Place in Time
When is the next election for U.S. President? When is the baby due? When did the U.S. declare its independence? The assumption behind these questions is that important events are marked by their place in time.
We humans are wired to understand things by their place in time. Demographers use a person’s birth year to explain common characteristics, hence the labels Baby Boomer, Generation X, and Millennial. Disney recently began using this disclaimer to warn that some of its content is marked by its place in time: “This program is presented as originally created. It may contain outdated cultural depictions.” If you don’t know what a beehive hairdo is or if you can’t figure out your smart phone, then style or technology hints that you may be of a different time.
The fact is, we are creatures limited by time, at least in this life. That is surely why God chose to reveal Himself within the confines of time, even though He exists outside of time. In this way we could truly know Him. Otherwise, humanity’s thoughts about religion, philosophies of life and death, and attempts to make sense of the world are speculations at best. But when God intervenes in history, well that has gravitas.
Christians are not the only ones who explain the world though encounters with an incarnate god. But there’s a big difference. Dorothy Sayers mentions the Egyptian god Osiris and the Greek god Zeus, then writes, “But in most theologies, the god is supposed to have suffered and died in some remote and mythical period of pre-history. The Christian story on the other hand, starts off briskly with a place and date: ‘When Jesus was born in Bethlehem of Judea in the days of Herod the King’ (Mat. 2:1).

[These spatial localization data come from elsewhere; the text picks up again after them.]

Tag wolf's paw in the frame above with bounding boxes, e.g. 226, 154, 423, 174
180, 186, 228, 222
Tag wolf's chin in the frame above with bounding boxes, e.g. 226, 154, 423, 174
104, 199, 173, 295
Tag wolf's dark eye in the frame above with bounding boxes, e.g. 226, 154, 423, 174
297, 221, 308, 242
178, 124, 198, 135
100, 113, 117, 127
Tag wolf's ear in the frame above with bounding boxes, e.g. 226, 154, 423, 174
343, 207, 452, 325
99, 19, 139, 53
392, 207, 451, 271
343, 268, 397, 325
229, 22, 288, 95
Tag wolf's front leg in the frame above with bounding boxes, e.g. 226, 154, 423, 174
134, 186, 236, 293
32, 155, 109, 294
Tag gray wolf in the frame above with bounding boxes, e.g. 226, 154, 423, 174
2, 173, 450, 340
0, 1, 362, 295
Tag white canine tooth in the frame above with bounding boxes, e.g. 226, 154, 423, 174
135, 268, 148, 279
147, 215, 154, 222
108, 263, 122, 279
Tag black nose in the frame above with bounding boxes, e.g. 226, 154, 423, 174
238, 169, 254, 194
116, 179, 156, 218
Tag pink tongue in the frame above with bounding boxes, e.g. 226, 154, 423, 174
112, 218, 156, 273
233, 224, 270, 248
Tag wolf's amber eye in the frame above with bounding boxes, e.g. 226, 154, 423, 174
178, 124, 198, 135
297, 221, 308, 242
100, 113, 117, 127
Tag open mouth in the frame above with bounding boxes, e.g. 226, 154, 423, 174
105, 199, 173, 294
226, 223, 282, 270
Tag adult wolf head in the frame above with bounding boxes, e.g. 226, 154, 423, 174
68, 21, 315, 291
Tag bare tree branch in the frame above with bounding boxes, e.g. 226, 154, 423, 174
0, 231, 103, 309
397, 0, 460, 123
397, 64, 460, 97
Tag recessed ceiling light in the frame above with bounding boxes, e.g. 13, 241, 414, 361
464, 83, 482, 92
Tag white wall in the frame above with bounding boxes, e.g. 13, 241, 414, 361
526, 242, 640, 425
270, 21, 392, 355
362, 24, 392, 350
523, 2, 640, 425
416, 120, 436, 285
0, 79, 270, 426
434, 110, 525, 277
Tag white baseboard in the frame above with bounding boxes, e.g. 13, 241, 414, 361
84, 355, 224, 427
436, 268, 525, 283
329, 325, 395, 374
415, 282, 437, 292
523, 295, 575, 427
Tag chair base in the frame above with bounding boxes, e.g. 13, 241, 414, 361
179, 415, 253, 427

St. Luke, still more practically and prosaically, pins the thing down by a reference to a piece of government finance. God, he says, was made man in the year when Caesar Augustus was taking a census in connexion with a scheme of taxation. Similarly, we might date an event by saying that it took place in the year that Great Britain went off the gold standard.”

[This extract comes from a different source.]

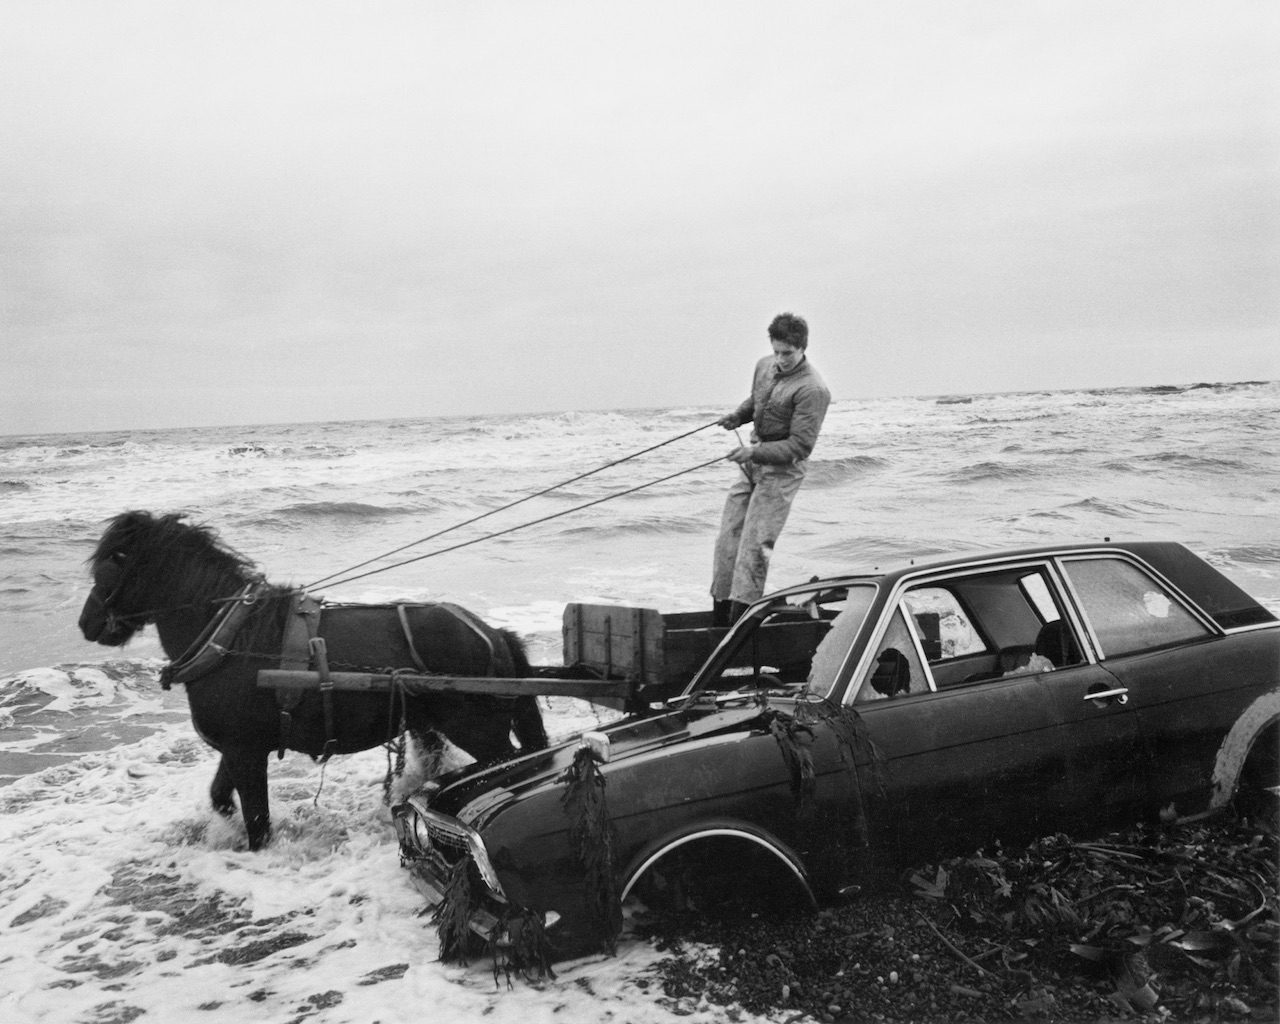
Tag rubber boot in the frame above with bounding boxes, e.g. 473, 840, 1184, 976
729, 600, 750, 623
712, 599, 733, 628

We celebrate Christmas because God chose that place in time to take on human flesh. He then spoke to us in a way we can comprehend. “God, after He spoke long ago to the fathers in the prophets in many portions and in many ways, in these last days has spoken to us in His Son, whom He appointed heir of all things, through whom also He made the world” (Heb. 1:1-2). What He has spoken to you is, “He who believes in Me will live even if he dies” (John 11:25). The gift of Christmas is that by faith, you are no longer limited to a place in time.